Я не мог точно вспомнить, что именно было мне так дорого. Гораздо важнее никчёмного дневника. Скорее всего подарок Миры, который так и не удосужился открыть. Стало обидно, причём очень. Грустно, тоскливо, а разочарование и вовсе подорвало последний к жизни интерес. Всё окончательно просрано. Больше не удерживало ничего. Интерес нулевой. Впечатления только горестные и поэтому, прежде чем навсегда уйти, ударил со всей силы по хлипкой конструкции стола. В центре мигом прогнулась крышка. По краям выскочили прессованные опилки. Слёзы и гнев. Тонкий баланс между отчаянием и злостью. До неминуемого срыва оставалось совсем ничего. Очередная попытка пустого убийства.
Надо всё же признать – я трус. Причём, ещё какой. Чтобы я там себе не на придумывал, но мне банально было слишком… боязно так нелепо распрощаться с жизнью. Даже клетка имеет ряд положительных эмоций. Да, прожитые впустую дни – их тяжело признавать, но это и есть та правда. Никчёмная, скучная правда, но даже так я не хочу умирать… Потому что я – это я. Наедине с собой. Наедине со своими мыслями. Мне никто не нужен. Мне нужна только тишина.
От безысходности вздохнул. Расслабился. Рухнул на самый край кровати. Боль была, но не такая ощутимая. Половинка тела оставалась скудно лежать на полу. Под ногами валялись разбросанные отовсюду отсеки, а кое-где расколотые уже на несколько частей. Обидно, так… нелепо за раз, буквально изничтожить чьё-то наследие. Частицу явно чего-то большего, чем просто несколько вместе сбитых досок… Печально после себя оставлять разруху, боль и уныние, прекрасно осознавая если бы не ты, мир бы мог стать совершенно иной… Немного лучше, а может и хуже. Просто другой… Решив немного прибраться, нехотя встал.
Настроение максимально отвратное. Честно, хочется местами подохнуть, впрочем, пожить немного дальше, сильнее хочется ещё. Под обломками валяются странички дневника. Вещь, которой когда-то в своё время так дорожил. Дневник отца – всё что от него осталось. Скудные мысли и мелкие воспоминания… Даже имени его не узнать. Даже толком не понятно, он ли это на самом деле. Даже если это не так – всё равно данная вещь служит напоминанием. Кем этот человек был… Кем он хотел стать и что самое паскудное – мой результат. Скотское отношение. Неумелое почитание источника памяти. Оторванные странички сильнее тускнеют.

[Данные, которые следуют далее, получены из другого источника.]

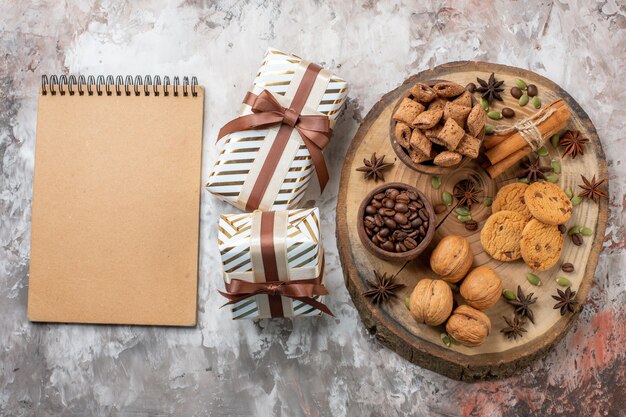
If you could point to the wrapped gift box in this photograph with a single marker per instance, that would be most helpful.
(273, 263)
(267, 161)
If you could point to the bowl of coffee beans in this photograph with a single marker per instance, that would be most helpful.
(396, 222)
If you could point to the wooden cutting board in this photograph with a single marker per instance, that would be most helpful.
(392, 322)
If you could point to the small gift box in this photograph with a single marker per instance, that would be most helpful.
(273, 264)
(272, 149)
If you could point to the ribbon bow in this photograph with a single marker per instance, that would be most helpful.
(301, 290)
(266, 111)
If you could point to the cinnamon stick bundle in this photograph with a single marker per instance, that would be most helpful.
(503, 152)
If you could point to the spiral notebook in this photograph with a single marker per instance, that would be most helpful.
(115, 215)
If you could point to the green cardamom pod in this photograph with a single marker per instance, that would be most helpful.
(536, 102)
(509, 295)
(574, 230)
(523, 100)
(462, 211)
(464, 218)
(563, 282)
(495, 115)
(435, 182)
(586, 231)
(533, 279)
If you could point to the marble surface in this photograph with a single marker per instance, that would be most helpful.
(325, 367)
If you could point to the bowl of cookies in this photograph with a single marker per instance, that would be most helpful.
(437, 126)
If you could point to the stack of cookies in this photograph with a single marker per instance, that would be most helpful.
(439, 123)
(525, 224)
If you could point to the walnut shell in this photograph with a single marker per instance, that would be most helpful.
(452, 258)
(470, 327)
(481, 288)
(431, 301)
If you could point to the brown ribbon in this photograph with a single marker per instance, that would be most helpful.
(273, 287)
(266, 111)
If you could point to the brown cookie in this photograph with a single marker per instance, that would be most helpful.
(423, 93)
(403, 134)
(511, 197)
(541, 245)
(548, 203)
(448, 89)
(447, 159)
(469, 146)
(408, 111)
(501, 235)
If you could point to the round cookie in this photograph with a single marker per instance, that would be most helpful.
(501, 235)
(511, 197)
(541, 245)
(548, 203)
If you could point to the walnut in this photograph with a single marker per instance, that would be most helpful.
(431, 301)
(452, 258)
(481, 288)
(470, 327)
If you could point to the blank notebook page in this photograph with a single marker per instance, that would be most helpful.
(115, 213)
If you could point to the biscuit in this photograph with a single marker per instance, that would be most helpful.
(447, 159)
(464, 100)
(423, 93)
(511, 197)
(469, 146)
(456, 112)
(541, 245)
(420, 142)
(476, 120)
(548, 203)
(403, 134)
(448, 89)
(501, 235)
(451, 134)
(427, 119)
(408, 111)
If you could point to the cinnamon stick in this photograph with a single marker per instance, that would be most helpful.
(553, 124)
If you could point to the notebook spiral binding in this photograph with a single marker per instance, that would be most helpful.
(119, 85)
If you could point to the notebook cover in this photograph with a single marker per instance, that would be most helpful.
(115, 215)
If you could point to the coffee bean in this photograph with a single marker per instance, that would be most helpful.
(410, 243)
(508, 112)
(471, 225)
(577, 239)
(401, 208)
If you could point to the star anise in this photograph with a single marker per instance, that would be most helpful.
(467, 192)
(533, 170)
(382, 289)
(374, 167)
(565, 300)
(490, 89)
(522, 304)
(515, 327)
(574, 143)
(591, 189)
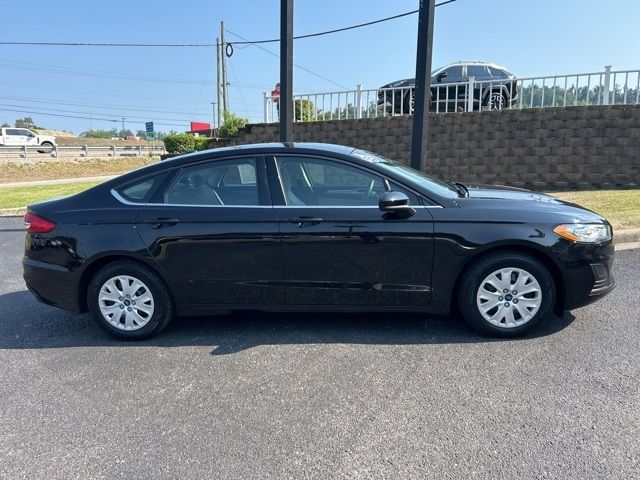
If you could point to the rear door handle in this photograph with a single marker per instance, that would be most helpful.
(305, 221)
(161, 221)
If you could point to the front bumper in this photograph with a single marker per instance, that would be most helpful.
(588, 270)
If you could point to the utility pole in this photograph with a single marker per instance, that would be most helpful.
(286, 70)
(223, 57)
(423, 85)
(219, 80)
(213, 117)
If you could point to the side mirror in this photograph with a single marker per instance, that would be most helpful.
(395, 202)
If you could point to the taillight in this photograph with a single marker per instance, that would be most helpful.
(37, 224)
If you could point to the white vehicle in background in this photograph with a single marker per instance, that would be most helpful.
(18, 137)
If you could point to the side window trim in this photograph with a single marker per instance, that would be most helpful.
(277, 179)
(277, 190)
(263, 201)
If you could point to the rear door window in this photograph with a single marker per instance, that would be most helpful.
(222, 182)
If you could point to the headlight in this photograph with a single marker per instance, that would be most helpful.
(584, 232)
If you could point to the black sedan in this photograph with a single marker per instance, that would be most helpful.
(311, 227)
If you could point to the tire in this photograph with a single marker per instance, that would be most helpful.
(529, 307)
(107, 293)
(48, 147)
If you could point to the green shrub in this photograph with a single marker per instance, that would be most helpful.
(179, 143)
(231, 124)
(104, 134)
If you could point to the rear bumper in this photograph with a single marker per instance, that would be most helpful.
(51, 284)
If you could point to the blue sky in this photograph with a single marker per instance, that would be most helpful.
(175, 85)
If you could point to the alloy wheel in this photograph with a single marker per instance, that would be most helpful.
(509, 297)
(126, 302)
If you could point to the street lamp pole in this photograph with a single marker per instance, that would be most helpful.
(213, 117)
(423, 85)
(286, 70)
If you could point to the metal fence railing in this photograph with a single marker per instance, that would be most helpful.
(24, 151)
(596, 88)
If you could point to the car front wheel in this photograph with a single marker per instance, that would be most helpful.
(129, 300)
(506, 294)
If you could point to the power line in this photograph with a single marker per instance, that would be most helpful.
(343, 29)
(121, 108)
(295, 64)
(83, 117)
(247, 42)
(118, 115)
(134, 117)
(96, 44)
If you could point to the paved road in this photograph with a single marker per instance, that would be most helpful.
(318, 396)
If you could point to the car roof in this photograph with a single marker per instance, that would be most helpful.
(252, 148)
(475, 62)
(265, 148)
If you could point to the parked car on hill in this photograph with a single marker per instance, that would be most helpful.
(494, 89)
(18, 137)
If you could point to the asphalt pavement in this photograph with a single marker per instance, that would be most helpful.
(257, 396)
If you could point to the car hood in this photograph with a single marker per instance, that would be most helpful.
(509, 193)
(510, 201)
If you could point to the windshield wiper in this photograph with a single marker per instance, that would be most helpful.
(460, 188)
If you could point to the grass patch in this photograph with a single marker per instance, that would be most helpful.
(46, 170)
(22, 196)
(620, 207)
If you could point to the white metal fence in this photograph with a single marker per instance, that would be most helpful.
(596, 88)
(26, 151)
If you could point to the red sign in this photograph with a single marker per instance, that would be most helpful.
(200, 126)
(275, 93)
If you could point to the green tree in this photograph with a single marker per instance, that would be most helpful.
(179, 143)
(26, 122)
(100, 133)
(231, 124)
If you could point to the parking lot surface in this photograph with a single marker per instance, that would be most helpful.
(258, 395)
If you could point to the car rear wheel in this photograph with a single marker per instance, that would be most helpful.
(506, 294)
(129, 300)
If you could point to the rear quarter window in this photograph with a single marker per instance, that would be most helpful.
(142, 191)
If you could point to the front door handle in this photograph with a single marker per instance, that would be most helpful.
(161, 221)
(305, 221)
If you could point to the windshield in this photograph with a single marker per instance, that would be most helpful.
(409, 174)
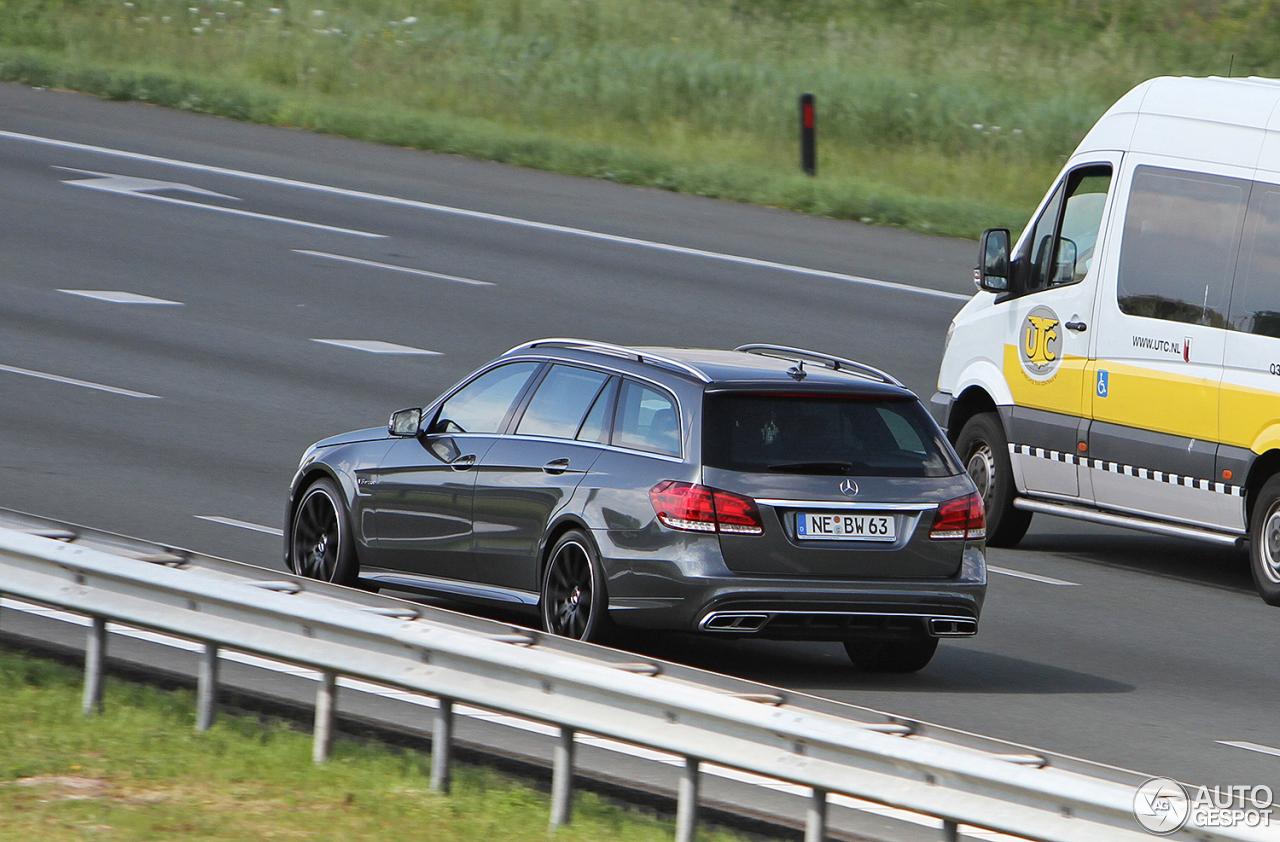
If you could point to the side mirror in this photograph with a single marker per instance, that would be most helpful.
(1066, 259)
(992, 273)
(405, 422)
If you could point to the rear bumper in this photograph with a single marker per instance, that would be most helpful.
(781, 608)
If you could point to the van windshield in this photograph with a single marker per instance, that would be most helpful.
(822, 434)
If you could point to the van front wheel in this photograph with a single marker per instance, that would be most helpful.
(984, 453)
(1265, 541)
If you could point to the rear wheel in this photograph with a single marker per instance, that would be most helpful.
(574, 602)
(320, 541)
(891, 655)
(1265, 541)
(984, 452)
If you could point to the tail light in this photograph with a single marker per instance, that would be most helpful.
(960, 518)
(698, 508)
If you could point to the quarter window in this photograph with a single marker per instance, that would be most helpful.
(561, 402)
(1256, 301)
(481, 406)
(1180, 238)
(647, 420)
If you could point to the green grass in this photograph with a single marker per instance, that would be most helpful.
(140, 772)
(933, 114)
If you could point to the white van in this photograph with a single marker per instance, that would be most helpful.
(1121, 364)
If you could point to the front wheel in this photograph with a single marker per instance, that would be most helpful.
(1265, 541)
(984, 452)
(891, 655)
(574, 603)
(320, 541)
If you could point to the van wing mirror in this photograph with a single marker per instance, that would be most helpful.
(405, 422)
(992, 273)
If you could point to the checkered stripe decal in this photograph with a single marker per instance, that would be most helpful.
(1127, 470)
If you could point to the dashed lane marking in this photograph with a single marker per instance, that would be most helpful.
(118, 297)
(73, 381)
(1032, 577)
(374, 346)
(407, 270)
(492, 218)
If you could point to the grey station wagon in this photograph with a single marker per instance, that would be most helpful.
(764, 492)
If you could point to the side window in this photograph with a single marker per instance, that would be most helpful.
(1060, 250)
(597, 424)
(1182, 233)
(481, 406)
(561, 402)
(647, 420)
(1256, 300)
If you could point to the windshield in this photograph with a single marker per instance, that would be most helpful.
(822, 434)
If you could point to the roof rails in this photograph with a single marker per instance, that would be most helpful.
(617, 351)
(826, 360)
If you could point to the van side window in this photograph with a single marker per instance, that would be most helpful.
(1180, 239)
(1256, 298)
(1060, 250)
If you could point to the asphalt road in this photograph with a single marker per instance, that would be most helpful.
(272, 245)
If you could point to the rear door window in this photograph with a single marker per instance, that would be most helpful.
(822, 434)
(647, 420)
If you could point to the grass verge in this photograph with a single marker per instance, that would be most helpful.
(138, 772)
(933, 115)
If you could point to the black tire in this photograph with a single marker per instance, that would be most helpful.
(574, 602)
(320, 541)
(984, 453)
(905, 655)
(1265, 541)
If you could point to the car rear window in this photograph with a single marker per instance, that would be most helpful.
(822, 434)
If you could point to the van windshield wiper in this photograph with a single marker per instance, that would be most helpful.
(835, 468)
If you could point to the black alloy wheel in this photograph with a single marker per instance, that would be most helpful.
(1265, 541)
(319, 540)
(984, 452)
(891, 655)
(572, 599)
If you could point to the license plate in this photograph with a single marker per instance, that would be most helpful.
(839, 526)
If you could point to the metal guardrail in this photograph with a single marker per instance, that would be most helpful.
(958, 777)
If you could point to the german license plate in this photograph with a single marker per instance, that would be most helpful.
(840, 526)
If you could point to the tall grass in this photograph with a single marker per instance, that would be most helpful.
(942, 115)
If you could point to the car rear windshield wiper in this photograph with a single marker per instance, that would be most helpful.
(835, 468)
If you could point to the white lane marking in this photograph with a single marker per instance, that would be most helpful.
(496, 718)
(394, 268)
(374, 346)
(1251, 746)
(1033, 577)
(243, 525)
(493, 218)
(118, 297)
(73, 381)
(137, 187)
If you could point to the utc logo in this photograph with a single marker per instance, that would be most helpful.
(1040, 346)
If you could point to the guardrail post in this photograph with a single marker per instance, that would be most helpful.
(562, 779)
(686, 802)
(95, 655)
(442, 744)
(816, 820)
(206, 687)
(327, 703)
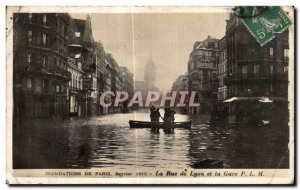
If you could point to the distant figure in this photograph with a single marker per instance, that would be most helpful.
(156, 116)
(152, 113)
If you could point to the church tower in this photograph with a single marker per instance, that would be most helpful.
(150, 73)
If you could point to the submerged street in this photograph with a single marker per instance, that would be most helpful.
(107, 141)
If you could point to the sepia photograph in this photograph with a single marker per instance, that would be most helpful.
(158, 94)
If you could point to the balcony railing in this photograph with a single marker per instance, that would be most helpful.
(255, 76)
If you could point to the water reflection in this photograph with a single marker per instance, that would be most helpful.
(107, 141)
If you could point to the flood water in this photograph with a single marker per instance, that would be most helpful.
(107, 141)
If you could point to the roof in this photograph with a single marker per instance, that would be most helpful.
(140, 85)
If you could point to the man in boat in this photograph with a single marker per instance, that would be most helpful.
(156, 116)
(169, 118)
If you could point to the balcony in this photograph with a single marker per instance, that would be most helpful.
(262, 77)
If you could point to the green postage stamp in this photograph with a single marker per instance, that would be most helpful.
(264, 22)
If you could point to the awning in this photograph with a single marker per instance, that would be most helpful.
(260, 99)
(265, 100)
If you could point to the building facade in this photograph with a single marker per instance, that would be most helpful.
(76, 94)
(202, 74)
(40, 65)
(150, 73)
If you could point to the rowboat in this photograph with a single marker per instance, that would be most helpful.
(147, 124)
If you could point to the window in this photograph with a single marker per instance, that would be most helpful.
(45, 62)
(45, 85)
(57, 88)
(271, 51)
(44, 19)
(44, 39)
(285, 70)
(30, 17)
(55, 61)
(271, 69)
(29, 35)
(256, 69)
(29, 84)
(286, 54)
(214, 75)
(244, 70)
(216, 45)
(77, 34)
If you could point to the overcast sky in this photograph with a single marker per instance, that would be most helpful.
(167, 37)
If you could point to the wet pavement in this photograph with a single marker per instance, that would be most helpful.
(107, 141)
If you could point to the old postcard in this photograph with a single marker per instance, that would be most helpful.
(150, 95)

Собственная жалость изливается в муках, усадив презренно на колени. Осторожно расчищаю место порчи, стараясь не доломать и до того пришедшие в негодность ошмётки. Кончики бумажных листков вяло выглядывают сквозь массу щепок. Бумага не чувствует. Ей всё равно, а вот люди – страдают. Сердцу больно. Почему я делаю себе только хуже? Почему… Не понять.
Более-менее становиться чище. Аккуратно раскладываю кучки по сторонам. Нет уже такой захламлённости. Попутно с мусором, неспешно собираю выпавшие странички дневника. Некоторые потёртые. Некоторые давно выцвели. В целом говоря, книженция в полуразваленном состоянии. Больно держать в руках. Горечь приходит от осознания того, с чем мог с лёгкостью проститься. Каждый листочек бережно перебирается друг за дружкой. Рваные, потрёпанные кусочки бумаги чудом держатся за корешок, хотя некоторые, не без чужой помощи, превратились в смятые и порванные клочки. Перелистывание и безжалостный пересчёт.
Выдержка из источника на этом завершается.